The other night I found myself questioning whether it is or isn’t acceptable to let a guy pay. When this dude offered to pay for me, I was reluctant because I felt bad about letting him spend money on me when he probably wasn’t “getting anything in return.” As I was about to take the offer, my friend warned me: “He wants to get with you, so be careful.” Is that the expectation when you accept a drink from a guy? Dinner? Are we teasing him if we let him pay?
He didn’t know that I would probably never get with him, but he kept insisting on paying (it wasn’t just for a drink). At that point, I felt more harassed about not letting him pay, so I did. After that, I didn’t speak to him for the rest of the night. Should I have felt guilty? In a time where women are becoming more independent and more people are challenging the idea of letting the guy pay, at what point is it ok?
Admit it - we are hypocritical. At the same time we fight against sexism, we still expect men to pay for us. Let’s face it - it’s nice to save the money. However, as long as guys continue to pay for us, we will continue to depend on them.
It isn’t our fault. We were raised to believe that a man should pay for us. If he doesn’t, we “deserve better than him.” However, this is based on the old-fashioned theory that men are the breadwinners, and women are the caretakers who belong at home. Now, women are more career-focused and successful than ever. Ironically enough, even if we make more money than the man we are out with, we still expect him to pay.
I’m not trying to ruin it for us. I am simply playing devil’s advocate. If guys didn’t pay, I wouldn’t be the same free-riding b*tch I am today. The reality is that a guy won’t let his pride allow you to pay. He was raised with the same beliefs as we were, only his version goes like this: he’s a p*ssy if he lets you pay for him. Although men are bitter about always having to spend money on women, part of them gets off from paying for us. It makes them feel dominant.

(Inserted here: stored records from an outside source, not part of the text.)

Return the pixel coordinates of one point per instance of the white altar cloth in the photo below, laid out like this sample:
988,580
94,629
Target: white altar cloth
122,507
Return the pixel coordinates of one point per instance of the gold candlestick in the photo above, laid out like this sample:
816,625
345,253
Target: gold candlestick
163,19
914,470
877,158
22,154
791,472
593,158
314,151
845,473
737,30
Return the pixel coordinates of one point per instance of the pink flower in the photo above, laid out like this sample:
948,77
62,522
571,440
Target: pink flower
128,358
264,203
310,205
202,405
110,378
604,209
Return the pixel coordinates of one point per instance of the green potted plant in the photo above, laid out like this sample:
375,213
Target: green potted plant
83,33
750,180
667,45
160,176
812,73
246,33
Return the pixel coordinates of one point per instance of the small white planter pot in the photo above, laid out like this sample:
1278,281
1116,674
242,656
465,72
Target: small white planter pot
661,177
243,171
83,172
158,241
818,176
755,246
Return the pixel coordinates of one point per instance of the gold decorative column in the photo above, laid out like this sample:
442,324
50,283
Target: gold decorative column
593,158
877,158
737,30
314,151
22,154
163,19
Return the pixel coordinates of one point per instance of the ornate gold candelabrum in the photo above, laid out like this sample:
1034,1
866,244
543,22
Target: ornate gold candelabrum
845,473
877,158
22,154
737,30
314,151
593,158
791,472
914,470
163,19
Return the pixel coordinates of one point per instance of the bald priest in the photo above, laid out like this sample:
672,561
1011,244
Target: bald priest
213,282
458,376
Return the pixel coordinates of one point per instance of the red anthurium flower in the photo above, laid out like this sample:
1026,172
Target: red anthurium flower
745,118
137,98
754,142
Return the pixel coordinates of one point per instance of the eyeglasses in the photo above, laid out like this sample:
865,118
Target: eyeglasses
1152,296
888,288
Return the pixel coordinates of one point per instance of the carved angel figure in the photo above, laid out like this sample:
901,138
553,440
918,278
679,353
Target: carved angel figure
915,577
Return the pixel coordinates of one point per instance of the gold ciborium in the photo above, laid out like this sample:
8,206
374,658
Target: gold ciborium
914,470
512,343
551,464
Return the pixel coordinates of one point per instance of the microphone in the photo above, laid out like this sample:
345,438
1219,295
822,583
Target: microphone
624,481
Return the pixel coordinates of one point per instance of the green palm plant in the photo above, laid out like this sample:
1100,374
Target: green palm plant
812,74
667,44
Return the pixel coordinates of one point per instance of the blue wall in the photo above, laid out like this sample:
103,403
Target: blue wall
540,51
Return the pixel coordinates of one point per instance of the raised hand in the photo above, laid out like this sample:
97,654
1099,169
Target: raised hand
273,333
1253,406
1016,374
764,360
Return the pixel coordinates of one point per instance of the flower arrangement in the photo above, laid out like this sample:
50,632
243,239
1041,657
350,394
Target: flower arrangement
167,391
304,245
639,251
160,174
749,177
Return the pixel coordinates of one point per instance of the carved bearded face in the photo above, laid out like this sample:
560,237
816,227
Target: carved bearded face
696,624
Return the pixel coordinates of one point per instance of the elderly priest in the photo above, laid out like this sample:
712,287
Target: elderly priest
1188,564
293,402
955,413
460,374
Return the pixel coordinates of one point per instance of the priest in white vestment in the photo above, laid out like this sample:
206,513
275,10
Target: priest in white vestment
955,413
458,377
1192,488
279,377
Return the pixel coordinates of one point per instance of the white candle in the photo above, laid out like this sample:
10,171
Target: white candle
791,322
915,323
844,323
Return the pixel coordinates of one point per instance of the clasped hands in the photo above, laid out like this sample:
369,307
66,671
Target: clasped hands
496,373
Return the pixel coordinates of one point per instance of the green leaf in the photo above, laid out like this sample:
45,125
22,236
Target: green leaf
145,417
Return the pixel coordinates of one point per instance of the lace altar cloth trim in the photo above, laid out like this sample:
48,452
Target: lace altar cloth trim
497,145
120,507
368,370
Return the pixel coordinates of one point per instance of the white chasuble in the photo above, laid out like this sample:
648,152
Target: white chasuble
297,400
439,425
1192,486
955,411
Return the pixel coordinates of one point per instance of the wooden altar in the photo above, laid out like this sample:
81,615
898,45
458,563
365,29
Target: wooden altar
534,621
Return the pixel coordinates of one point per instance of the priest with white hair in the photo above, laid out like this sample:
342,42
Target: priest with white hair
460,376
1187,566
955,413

When it comes to dinner, it is a respectable move to offer to split the bill. This is not only polite, but puts you at an equal playing ground with the guy. If you aren’t into him yet, and he absolutely insists that he pays for you, it’s his problem. Don’t feel like you owe him anything other than a thank you. Men shouldn’t expect that they can pay their way into getting with you (unless you’re about that life).
The less we expect from men, the less we will rely on them. And who knows, maybe this will lead to healthier relationships in the long run. In order to be successful, you shouldn’t rely on anybody but yourself. Besides, nobody wants to be a gold digger.